Of interest, Raynaud’s can happen on its own or with many different connective tissues or autoimmune diseases so could be a treatment for these patients who have Raynauds also. Raynaud’s can also be caused by smoking, chemical exposure, injury or trauma, repetative actions such as typing, using vibrating tools such as a jack hammer, and as a side effect of certain medications.
Sildenafil may be an effective treatment for Raynaud’s patients who are resistant to the current treatment of blood pressure medications or those of us whose blood pressure is too low to take blood pressure meds.
As you can see, digital ulcers are nasty looking sores that can be caused by Raynaud’s and the resulting lack of blood flow. These sores are often infected. However, I read a post by someone in one of my support groups about how she was made to feel like a fool for going to the ER for help with one of these painful sores that was not infected.

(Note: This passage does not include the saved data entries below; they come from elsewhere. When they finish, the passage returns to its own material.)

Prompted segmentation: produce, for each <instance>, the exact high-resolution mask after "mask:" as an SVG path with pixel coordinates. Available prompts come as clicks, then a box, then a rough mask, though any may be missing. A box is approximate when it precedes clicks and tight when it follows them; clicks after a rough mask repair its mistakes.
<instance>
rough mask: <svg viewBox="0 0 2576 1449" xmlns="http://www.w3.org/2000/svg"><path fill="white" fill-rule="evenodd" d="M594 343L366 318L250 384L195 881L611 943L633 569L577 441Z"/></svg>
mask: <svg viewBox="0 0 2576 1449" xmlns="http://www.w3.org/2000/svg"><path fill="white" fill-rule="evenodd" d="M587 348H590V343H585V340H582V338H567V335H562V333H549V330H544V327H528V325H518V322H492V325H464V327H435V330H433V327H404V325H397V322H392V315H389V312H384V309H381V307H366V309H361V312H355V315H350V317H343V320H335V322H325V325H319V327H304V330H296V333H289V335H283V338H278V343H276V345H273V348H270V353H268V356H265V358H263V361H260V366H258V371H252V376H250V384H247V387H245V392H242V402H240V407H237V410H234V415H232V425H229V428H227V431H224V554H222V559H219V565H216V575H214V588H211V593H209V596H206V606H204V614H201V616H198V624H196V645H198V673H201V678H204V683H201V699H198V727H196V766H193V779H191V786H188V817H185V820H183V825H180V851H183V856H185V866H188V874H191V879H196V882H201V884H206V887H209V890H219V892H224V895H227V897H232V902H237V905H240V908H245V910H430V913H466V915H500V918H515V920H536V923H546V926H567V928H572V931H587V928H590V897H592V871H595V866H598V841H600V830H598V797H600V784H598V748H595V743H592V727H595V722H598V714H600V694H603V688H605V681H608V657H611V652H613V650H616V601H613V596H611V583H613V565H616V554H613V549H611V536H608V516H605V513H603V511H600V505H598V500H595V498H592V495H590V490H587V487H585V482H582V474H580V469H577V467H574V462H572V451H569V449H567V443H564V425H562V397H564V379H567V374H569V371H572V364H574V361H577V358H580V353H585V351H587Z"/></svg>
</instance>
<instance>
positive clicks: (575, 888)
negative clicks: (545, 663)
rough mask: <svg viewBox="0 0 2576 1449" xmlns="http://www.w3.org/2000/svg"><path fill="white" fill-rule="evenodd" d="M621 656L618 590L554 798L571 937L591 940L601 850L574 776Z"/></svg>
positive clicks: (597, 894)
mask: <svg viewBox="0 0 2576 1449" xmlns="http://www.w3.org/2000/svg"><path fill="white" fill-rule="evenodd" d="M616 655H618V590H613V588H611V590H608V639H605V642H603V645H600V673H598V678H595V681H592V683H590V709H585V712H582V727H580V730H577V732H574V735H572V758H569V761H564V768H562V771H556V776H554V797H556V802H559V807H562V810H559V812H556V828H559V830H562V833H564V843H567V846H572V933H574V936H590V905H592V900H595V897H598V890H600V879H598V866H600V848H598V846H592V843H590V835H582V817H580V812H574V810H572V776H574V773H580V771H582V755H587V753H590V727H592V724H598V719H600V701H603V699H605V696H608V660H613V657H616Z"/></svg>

The doctor laughed at her for coming to the ER for a small sore on her finger. Unfortunately, many doctors don’t understand what we go through and we are often treated this way for just about everything we go to the ER for. Most of us just stop going. In 2015, I had a tiny blister on my baby finger that took me to the ER. I’d had a very severe bout of Raynaud’s several days prior caused by an extreme emotional upset at work (harrassment by supervisors) and my baby finger stayed blue for well over a week and would not pink up. It is still sensitive to this day! I was lucky that my appointment with my rheumatologist happened while I was dealing with this issue. She prescribed a nitroglycerin cream to try and get the blood flowing again. It hurt like the dickens every time I applied it but the concern was that it could turn to gangrene and require amputation if the blood didn’t start pooling again.
I think it was only because I had the prescription with me that the ER doctor believed my story and took a closer look at my finger. She declared that it was infected and that she would lance it. She was amazed at the amount of pus came out because it only looked like a blister on the surface. I was given a course of antibiotics.
I consider myself to be lucky that my sore was just an infection because a lot of doctors don’t get that these digital ulcers start on the inside at the bone and work their way out! They are quite nasty and extremely painful especially when infected. They can even lead to amputation if gangrene sets in which does happen.
Clinical Trials For Digital Ulcers
The result of a clinical trial in France showed that sildenafil reduced the number of digital ulcers present compared to a placebo. Unfortunately, the trial did not prove it’s primary focus that sildenafil improved the healing of digital ulcers because there was a high number of healing in the placebo group as well. This may have been due to patients in the trial taking the placebo that were also taking calcium channel blockers were greater than the number taking blood pressure meds in the sildenafil group.
However, the sildenafil group did show a higher number of healing ulcers than the placebo group. It was just not determined significant.
In my opinion as a scleroderma patient, I’m not a researcher or medical person of any description, I think there may be something to the little blue pill. Sildenafil is marketed by Pfizer as Revatio and is the main ingredient in Viagra.
I for one am keeping my fingers crossed that Silvia Petrozza is successful in getting this treatment covered by the Ontario Drug Benefit Program. It seems rather absurd that it is not covered already when the alternative could be several days in the hospital on a regular basis for risky treatments requiring monitoring every 15 minutes.